Worldwide, HBV infection is the most common cause of chronic liver disease. South Korea is known as an endemic area of chronic HBV infection.15 Although successful implementation of national vaccination programs to eliminate HBV infection has shown progress in decreasing the prevalence of HBsAg positivity in the general population, South Korea is still classified as an intermediate HBV endemic area.16 In regions with intermediate to high risk of HBV infection, the assessment of HBV reactivation following the use of biologics stands to be a clinically important issue, as RA patients often experience elevated liver enzymes during treatment. Because a majority of RA patients are treated with a combination of medications, including glucocorticoids, DMARDs, and biologics, it is crucial to discriminate between viral reactivation and drug induced liver injury.
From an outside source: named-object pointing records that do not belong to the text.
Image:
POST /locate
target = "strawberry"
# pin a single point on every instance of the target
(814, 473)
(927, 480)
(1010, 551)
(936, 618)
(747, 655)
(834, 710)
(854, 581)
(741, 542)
The risk of HBV reactivation does not seem to be high in patients with resolved HBV infection,6 although evidence further indicates that biologics therapy could be associated with HBV reactivation. In a recent systematic review, the estimated proportion of patients experiencing HBV reactivation in those with resolved HBV infection during TNF-α treatment was 1.7%.17 However, the risk of HBV reactivation in resolved HBV infection due to the use of tocilizumab remains a debate: a literature review suggested that 8.6% of patients treated with tocilizumab suffered from HBV reactivation,18 while in a recent study, HBV reactivation was not reported in patients treated with tocilizumab.1920 We assume that this discrepancy might be attributable to differences in both the definition of HBV reactivation and geographic and ethnic features. In this regard, data regarding the safety of tocilizumab in Korean patients with RA regardless of resolved HBV infection would be needed; however, there are no data thereon. For these reasons, we deduced that tocilizumab may not participate in provoking HBV reactivation in Korean patients with RA regardless of anti-HBc positivity and that, furthermore, it may not contribute to changes in the titers of variables related to HBV in patients with resolved HBV infection.
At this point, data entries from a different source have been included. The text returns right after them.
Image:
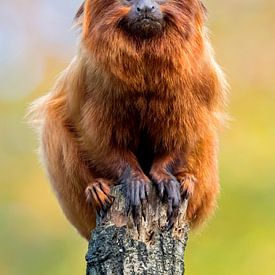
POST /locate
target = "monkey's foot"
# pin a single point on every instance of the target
(187, 185)
(137, 191)
(98, 194)
(169, 190)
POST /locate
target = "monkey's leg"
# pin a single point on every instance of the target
(198, 177)
(70, 176)
(167, 185)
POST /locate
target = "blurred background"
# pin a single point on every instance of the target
(37, 42)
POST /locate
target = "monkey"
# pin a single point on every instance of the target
(141, 102)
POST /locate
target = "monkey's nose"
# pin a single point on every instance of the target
(144, 7)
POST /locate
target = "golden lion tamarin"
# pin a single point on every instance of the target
(141, 102)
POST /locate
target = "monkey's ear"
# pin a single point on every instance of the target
(78, 19)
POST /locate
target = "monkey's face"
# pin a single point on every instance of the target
(144, 18)
(140, 18)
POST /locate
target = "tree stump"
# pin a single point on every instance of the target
(117, 246)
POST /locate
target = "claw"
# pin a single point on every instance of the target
(169, 190)
(98, 194)
(137, 194)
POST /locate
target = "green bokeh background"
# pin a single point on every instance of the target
(35, 238)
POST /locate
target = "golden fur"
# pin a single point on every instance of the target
(119, 89)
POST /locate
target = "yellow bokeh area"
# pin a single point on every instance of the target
(37, 42)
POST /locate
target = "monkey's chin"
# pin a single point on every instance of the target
(145, 28)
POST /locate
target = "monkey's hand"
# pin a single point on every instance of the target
(187, 184)
(169, 189)
(98, 195)
(136, 184)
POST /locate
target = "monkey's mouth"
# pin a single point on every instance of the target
(144, 27)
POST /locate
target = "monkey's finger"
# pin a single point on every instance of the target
(172, 218)
(142, 192)
(160, 188)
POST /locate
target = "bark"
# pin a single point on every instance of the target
(117, 246)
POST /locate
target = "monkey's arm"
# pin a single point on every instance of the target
(198, 177)
(189, 174)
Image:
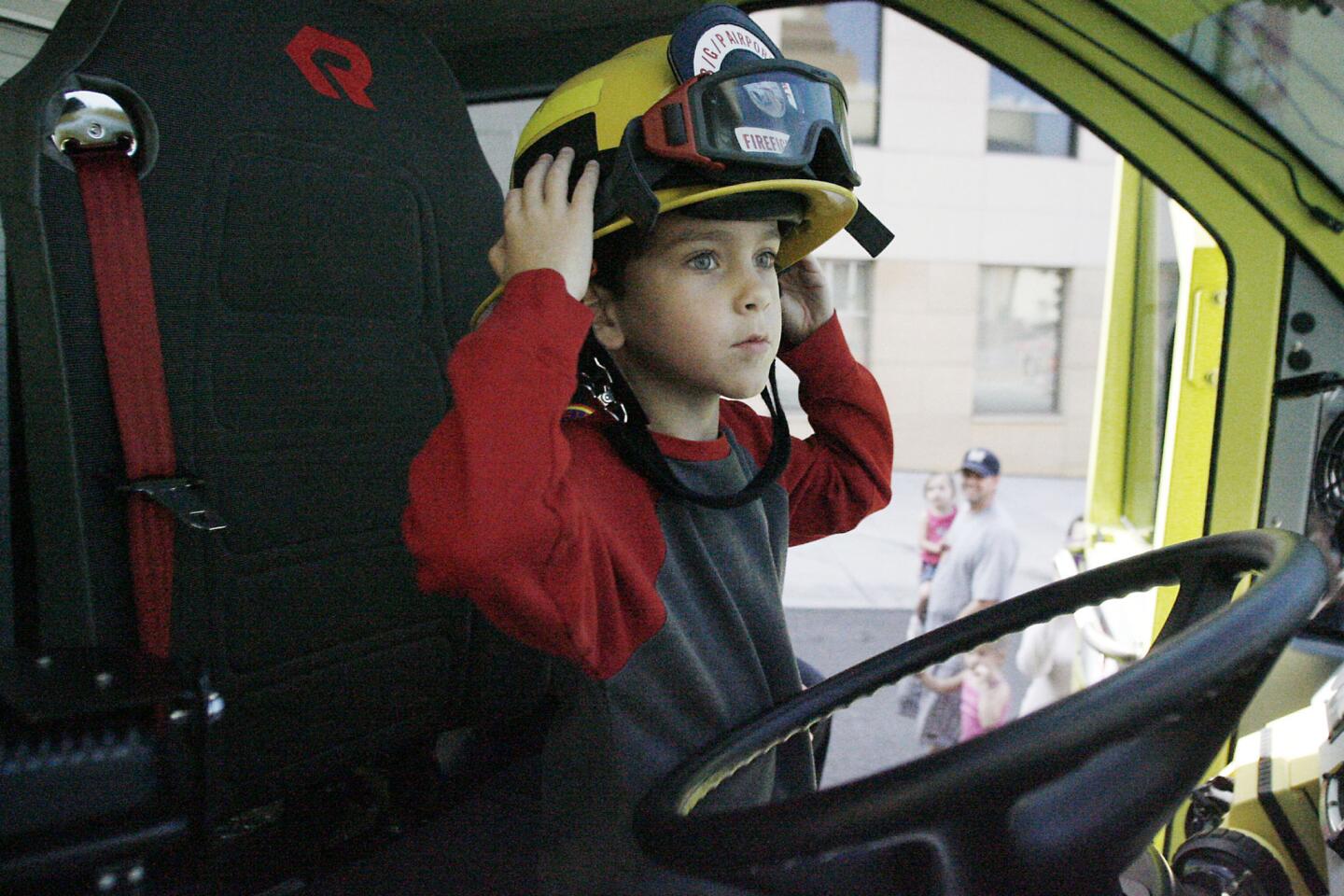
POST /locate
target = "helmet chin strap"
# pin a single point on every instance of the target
(635, 442)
The strength of this study is that it is the first to demonstrate the safety of tocilizumab in RA patients, particularly in those with resolved HBV infection, in Korea. Because anti-viral agents should be applied to all patients with chronic HBV infection before the use of biologics, in this study, we focused on HBV reactivation in patients with resolved HBV infection. However, our study has several limitations. First, we had no information on the presence of HBV DNA at initiation of tocilizumab due to the absence of HBsAg in all patients. Second, the number of patients treated with tocilizumab was relatively small with a short follow-up duration. This might have affected the negative results that were observed in this study. In addition, it is unclear whether tocilizumab is more advantageous to TNF-α inhibitors in terms of HBV reactivation, especially in those with resolved HBV infection. Future studies with a larger number of patients treated with tocilizumab will clarify the link between the use of tocilizumab and HBV reactivation in RA patients with resolved HBV infection.

In conclusion, the use of tocilizumab was not associated with HBV reactivation in RA patients, particularly in those with resolved HBV infection, in Korea. We suggest that tocilizumab may be safely applied in terms of HBV reactivation to RA patients with HBsAg negativity and anti-HBc positivity, regardless of anti-HBs.